From the U.S. healthcare business front,

  • Healthcare Dive reports,
    • “More than three-fourths of all U.S. doctors are now employed by hospitals, health insurers, private equity or other corporate entities, as rampant consolidation continues to shrink the number of independent physicians, according to new data.
    • “Between 2019 and 2024, more than 44,000 medical practices were acquired, according to the report published Thursday by Avalere Health, commissioned by the Physicians Advocacy Institute. As a result, nearly 60% of medical practices are now owned by corporations.
    • “As of January 2024, physician practice ownership by corporations — including health insurers, pharmacy chains and PE firms — exceeded ownership by hospitals and health systems for the first time, 30.1% to 28.4%. However, hospitals employ more than half of all U.S. physicians, while other corporations employ a little over one-fifth.”
  • MedTech Dive informs us,
    • “Roche has received the Food and Drug Administration’s breakthrough device designation for a blood test to support earlier diagnosis of Alzheimer’s disease, the Swiss drug and diagnostics company said Thursday.
    • “The test, once approved, could help healthcare providers identify whether amyloid pathology, a marker for Alzheimer’s disease, is present or absent in patients.
    • “The Elecsys pTau217 plasma biomarker test is being developed as part of an ongoing partnership between Roche and Eli Lilly. * * *
    • “New and emerging Alzheimer’s therapies aimed at slowing cognitive decline in the earlier stages of the disease call for confirmation of amyloid pathology, yet the only methods currently cleared for that task are cerebrospinal fluid (CSF) tests and amyloid positron emission tomography, or PET, scan imaging, according to Roche.”

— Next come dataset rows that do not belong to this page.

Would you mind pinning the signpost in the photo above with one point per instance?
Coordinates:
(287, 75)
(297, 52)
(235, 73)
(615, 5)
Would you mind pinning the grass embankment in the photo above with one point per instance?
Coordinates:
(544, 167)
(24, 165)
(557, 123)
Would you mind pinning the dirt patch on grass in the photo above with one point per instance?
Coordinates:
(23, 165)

  • Per BioPharma Dive, while “new postpartum depression drugs are here, diagnosis, treatment hurdles still stand in the way. Two Sage Therapeutics medicines are approved for the condition. But uptake of the first has been minimal, while the launch of the second [which is a pill] is still getting off the ground.”
  • The Employee Benefit Research Institute made available a new paper on high deductible health plans with health savings accounts.
    • “The purpose of this paper is to examine the impact of plan type on use of health care services and spending. The analysis focuses on enrollees in HSA plans and PPO enrollees who are in health plans with deductibles large enough to be HSA eligible as a way of isolating the impact of the HSA on use of health care services.”